Here are some solutions for various dimensions:

3: 2 3 1 2 1 3
4: 2 3 4 2 1 3 1 4
7: 1 4 1 5 6 7 4 2 3 5 2 6 3 7
8: 1 3 1 6 7 3 8 5 2 4 6 2 7 5 4 8
11: 1 2 1 4 2 8 9 10 4 11 6 3 7 5 8 3 9 6 10 5 7 11
12: 1 2 1 3 2 8 9 3 10 11 12 5 7 4 8 6 9 5 4 10 7 11 6 12
15: 1 2 1 3 2 4 10 3 11 12 4 9 14 15 13 7 8 10 5 6 11 9 12 7 5 8 6 14 13 15
16: 1 2 1 3 2 4 8 3 12 13 4 10 14 15 16 8 9 6 11 5 7 12 10 13 6 5 9 14 7 15 11 16
19: 1 2 1 3 2 4 5 3 9 15 4 14 5 13 16 17 18 19 9 10 7 12 6 8 11 15 14 13 7 6 10 16 8 17 12 18 11 19
20: 1 2 1 3 2 4 5 3 6 16 4 15 5 14 17 6 12 19 20 18 9 11 13 7 10 8 16 15 14 12 9 7 17 11 8 10 13 19 18 20

There appear to be 300 8D solutions. The reverse of a solution also is a solution. I found no solutions for n in the set {1, 2, 5, 6, 9, 10, 13, 14} and found solutions for n in {3, 4, 7, 8, 11, 12, 15, 16, 19, 20}, suggesting there are solutions only for n of the form 4k and 4k-1. (I didn't test at n=17 or 18 or n>20 as the program might take weeks to get done.
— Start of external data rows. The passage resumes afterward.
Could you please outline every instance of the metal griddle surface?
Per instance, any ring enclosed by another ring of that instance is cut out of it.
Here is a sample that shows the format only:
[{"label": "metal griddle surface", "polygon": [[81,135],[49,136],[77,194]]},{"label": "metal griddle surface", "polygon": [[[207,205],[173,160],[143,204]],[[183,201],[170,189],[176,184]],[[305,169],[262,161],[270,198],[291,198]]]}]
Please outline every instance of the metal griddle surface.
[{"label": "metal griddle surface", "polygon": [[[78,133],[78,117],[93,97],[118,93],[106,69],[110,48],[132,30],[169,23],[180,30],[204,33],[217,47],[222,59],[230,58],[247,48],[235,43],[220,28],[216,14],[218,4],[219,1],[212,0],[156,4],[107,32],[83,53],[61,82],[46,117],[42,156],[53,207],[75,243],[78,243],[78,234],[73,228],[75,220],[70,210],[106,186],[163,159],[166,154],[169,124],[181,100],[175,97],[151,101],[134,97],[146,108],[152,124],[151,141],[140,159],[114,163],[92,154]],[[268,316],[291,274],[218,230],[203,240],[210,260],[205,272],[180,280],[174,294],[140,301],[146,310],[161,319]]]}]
First-solutions at n=19 and 20 took 20 minutes and 57 minutes to find.)

In a solution, let us write the occurrences of fruit i as i and i'. Fruits i and i' are not distinguishable, so we can arrange that i always appears before i'. Thus we can exhaust all possible orders of 2n items by generating and testing all permutations of n items, accepting those permutations such that an array of 2n cells can be filled in via the following C code, with elements i and i' at distance i+1. For a given n-permutation, there is one way or no way to fill in the array of 2n cells.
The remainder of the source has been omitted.